ST2 and cardiovascular disease

ST2 plays a crucial role in cardiovascular diseases such as heart failure, coronary artery atherosclerotic heart disease (CAHD), type 2 diabetes mellitus (T2DM), and hypertension. The binding of IL-33 to ST2L plays a central role in immune responses, homeostasis, and the recovery of damaged (myocardial) tissue. This binding reduces apoptosis in cells exposed to ischemia and inflammation, reduces myocardial fibrosis, and promotes cardiomyocyte hypertrophy, thereby maintaining ventricular function and prolonging patient survival. Conversely, the soluble receptor sST2 is released from both fibroblasts and vascular structures. It competitively binds to IL-33 and prevents IL-33 from binding to ST2L, thereby blocking the receptor and preventing its cardioprotective effects. Consequently, increased sST2 expression and release can promote apoptosis, fibrosis, hypertrophy, myocardial remodeling, and the progression of heart failure. When the heart is subjected to mechanical stress, sST2 levels are significantly elevated, further increasing cardiac damage. Therefore, sST2 plays a crucial role in the diagnosis, treatment, and risk assessment of patients with heart disease. It, like natriuretic peptides (NT-proBNP and BNP), is a biomarker for heart failure.

(Data source: Homsak E, et al. Clin Chim Acta. 2020)

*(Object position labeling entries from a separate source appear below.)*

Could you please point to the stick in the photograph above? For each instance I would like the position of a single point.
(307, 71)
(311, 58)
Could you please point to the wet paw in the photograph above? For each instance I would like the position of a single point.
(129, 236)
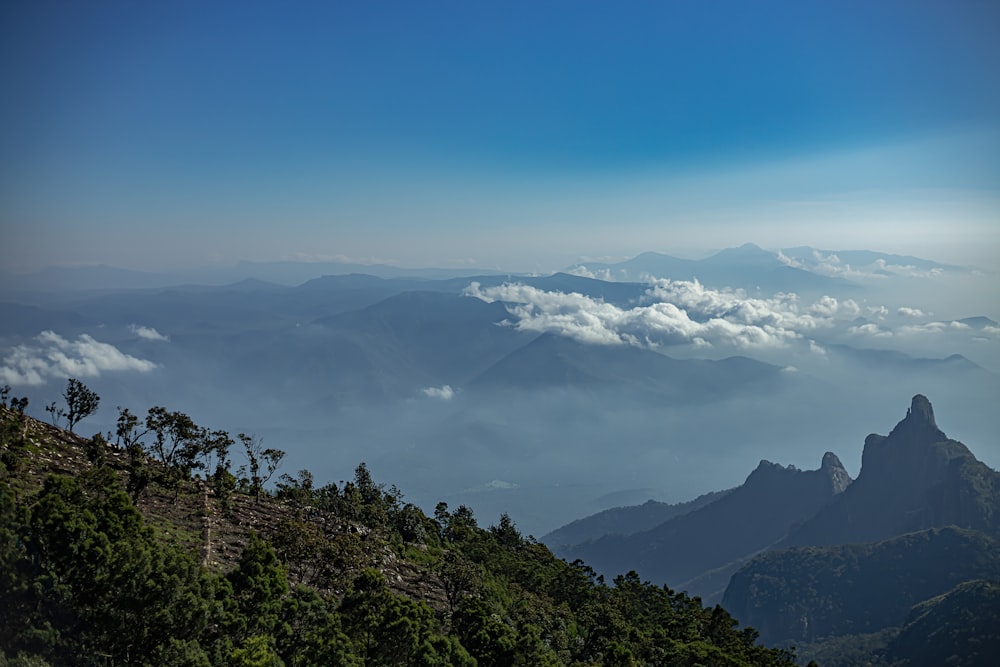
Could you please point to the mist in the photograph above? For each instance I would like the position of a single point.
(548, 398)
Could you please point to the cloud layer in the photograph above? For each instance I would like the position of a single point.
(52, 356)
(671, 313)
(680, 312)
(147, 333)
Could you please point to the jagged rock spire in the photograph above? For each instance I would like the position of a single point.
(919, 423)
(920, 408)
(835, 470)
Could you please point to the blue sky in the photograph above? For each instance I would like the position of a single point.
(514, 135)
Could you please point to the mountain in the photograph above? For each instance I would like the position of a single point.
(960, 627)
(747, 267)
(922, 517)
(559, 362)
(887, 263)
(808, 593)
(914, 478)
(429, 338)
(625, 520)
(698, 551)
(123, 556)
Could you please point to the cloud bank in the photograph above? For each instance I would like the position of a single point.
(445, 393)
(147, 333)
(53, 356)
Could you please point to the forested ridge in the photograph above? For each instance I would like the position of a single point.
(146, 547)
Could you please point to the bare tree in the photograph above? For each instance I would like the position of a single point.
(81, 402)
(263, 462)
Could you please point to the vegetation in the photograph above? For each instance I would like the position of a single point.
(344, 574)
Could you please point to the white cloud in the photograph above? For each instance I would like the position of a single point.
(671, 313)
(881, 312)
(829, 306)
(445, 393)
(601, 274)
(56, 357)
(149, 333)
(870, 329)
(933, 328)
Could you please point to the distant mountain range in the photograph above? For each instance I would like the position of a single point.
(748, 266)
(699, 550)
(408, 367)
(813, 558)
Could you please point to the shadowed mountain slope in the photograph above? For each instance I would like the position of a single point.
(697, 551)
(914, 478)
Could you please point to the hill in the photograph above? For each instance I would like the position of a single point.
(152, 550)
(697, 551)
(625, 520)
(914, 478)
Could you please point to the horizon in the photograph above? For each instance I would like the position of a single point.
(520, 138)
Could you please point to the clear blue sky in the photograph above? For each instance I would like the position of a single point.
(514, 134)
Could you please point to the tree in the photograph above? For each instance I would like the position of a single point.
(263, 462)
(81, 402)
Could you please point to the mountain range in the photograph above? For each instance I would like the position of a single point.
(814, 559)
(523, 385)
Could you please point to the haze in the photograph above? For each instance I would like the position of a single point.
(208, 143)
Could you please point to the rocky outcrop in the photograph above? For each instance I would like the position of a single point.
(914, 478)
(698, 551)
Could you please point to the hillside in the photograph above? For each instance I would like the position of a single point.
(912, 479)
(698, 550)
(151, 550)
(808, 593)
(625, 520)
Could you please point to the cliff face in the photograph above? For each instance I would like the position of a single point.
(699, 550)
(914, 478)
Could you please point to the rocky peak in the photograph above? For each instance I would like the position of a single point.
(834, 469)
(919, 422)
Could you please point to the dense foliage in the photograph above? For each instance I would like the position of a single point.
(86, 579)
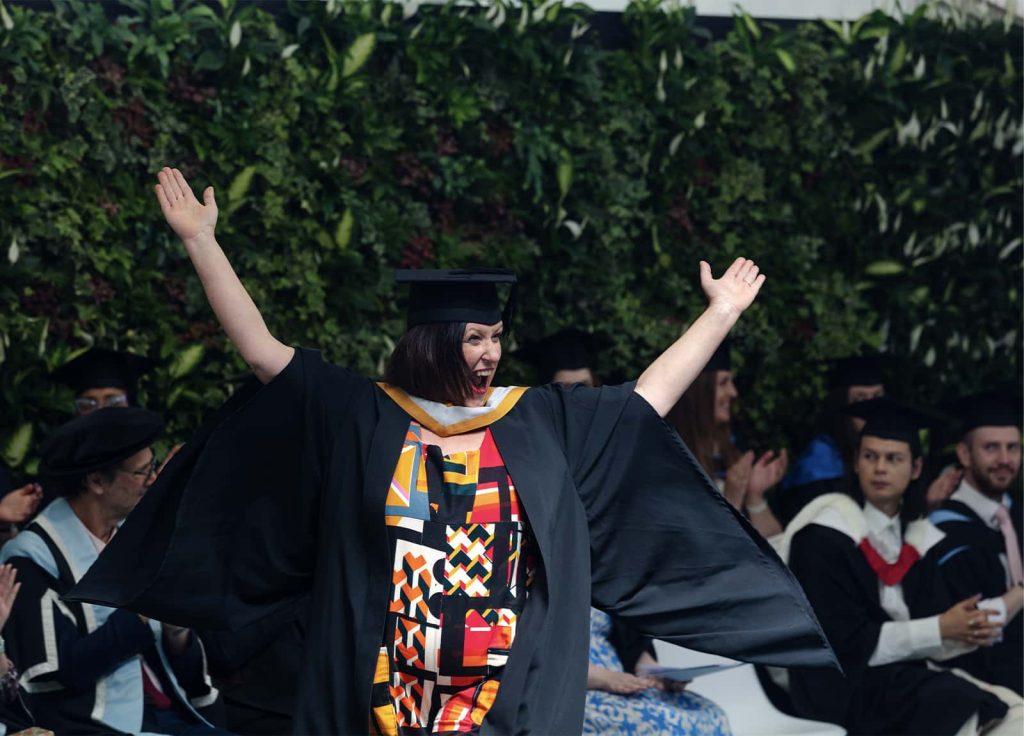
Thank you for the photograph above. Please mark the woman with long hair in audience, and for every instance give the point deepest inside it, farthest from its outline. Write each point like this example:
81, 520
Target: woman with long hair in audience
453, 534
704, 419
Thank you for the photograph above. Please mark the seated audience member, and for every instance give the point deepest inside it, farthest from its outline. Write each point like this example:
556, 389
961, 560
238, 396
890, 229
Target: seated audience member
982, 548
825, 464
620, 701
14, 715
101, 377
870, 573
90, 668
702, 419
16, 505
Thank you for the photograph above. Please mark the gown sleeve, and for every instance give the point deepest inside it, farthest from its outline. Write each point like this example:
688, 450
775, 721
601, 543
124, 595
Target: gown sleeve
669, 555
227, 533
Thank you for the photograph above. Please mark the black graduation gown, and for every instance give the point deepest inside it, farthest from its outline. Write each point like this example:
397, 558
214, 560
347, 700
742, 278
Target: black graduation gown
284, 492
969, 561
257, 668
899, 698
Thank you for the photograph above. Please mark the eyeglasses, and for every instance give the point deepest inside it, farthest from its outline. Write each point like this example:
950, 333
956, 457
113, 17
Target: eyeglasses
85, 404
145, 473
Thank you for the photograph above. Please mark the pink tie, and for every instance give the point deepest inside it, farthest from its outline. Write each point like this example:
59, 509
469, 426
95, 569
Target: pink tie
1013, 547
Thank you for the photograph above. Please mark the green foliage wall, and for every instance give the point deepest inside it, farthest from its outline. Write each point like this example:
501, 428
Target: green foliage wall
872, 169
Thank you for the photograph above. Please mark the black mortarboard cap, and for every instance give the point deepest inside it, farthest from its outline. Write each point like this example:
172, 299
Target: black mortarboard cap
98, 368
994, 407
468, 295
857, 371
887, 419
98, 439
568, 349
721, 359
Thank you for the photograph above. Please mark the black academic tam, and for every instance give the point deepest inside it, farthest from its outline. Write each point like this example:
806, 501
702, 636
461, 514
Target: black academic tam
284, 493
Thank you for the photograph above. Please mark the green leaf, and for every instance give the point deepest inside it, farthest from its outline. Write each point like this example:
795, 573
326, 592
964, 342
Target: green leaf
17, 444
884, 268
564, 175
786, 59
186, 360
899, 56
752, 25
240, 186
868, 146
357, 53
5, 18
210, 59
343, 234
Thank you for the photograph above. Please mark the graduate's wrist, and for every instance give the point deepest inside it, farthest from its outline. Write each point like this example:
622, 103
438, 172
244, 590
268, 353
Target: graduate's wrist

sST2 is a predictor of new heart failure events in people at high risk of heart failure; for patients with both heart failure symptoms and elevated BNP/NT-proBNP, sST2 can further assist in the diagnosis of acute heart failure: when sST2 is <35 ng/mL, it indicates that the possibility of acute heart failure is low, and other confounding factors should be considered; when sST2 is between 35-70 ng/mL, it is common in acute heart failure, but the severity of the disease is mild, and it is mild to moderate heart failure; when sST2 is >70 ng/mL, it indicates that the possibility of acute heart failure is high.

(Data source: Aleksova A, et al. J Clin Med. 2019)

sST2 reflects a persistent and long-term progression, indicating the degree of myocardial fibrosis and is crucial for risk stratification and prognosis assessment in patients with heart failure. When combined with BNP/NT-proBNP, it can enhance risk assessment for hospitalized patients with acute heart failure and the long-term management of chronic heart failure, significantly impacting the treatment and prognosis of both acute and chronic heart failure.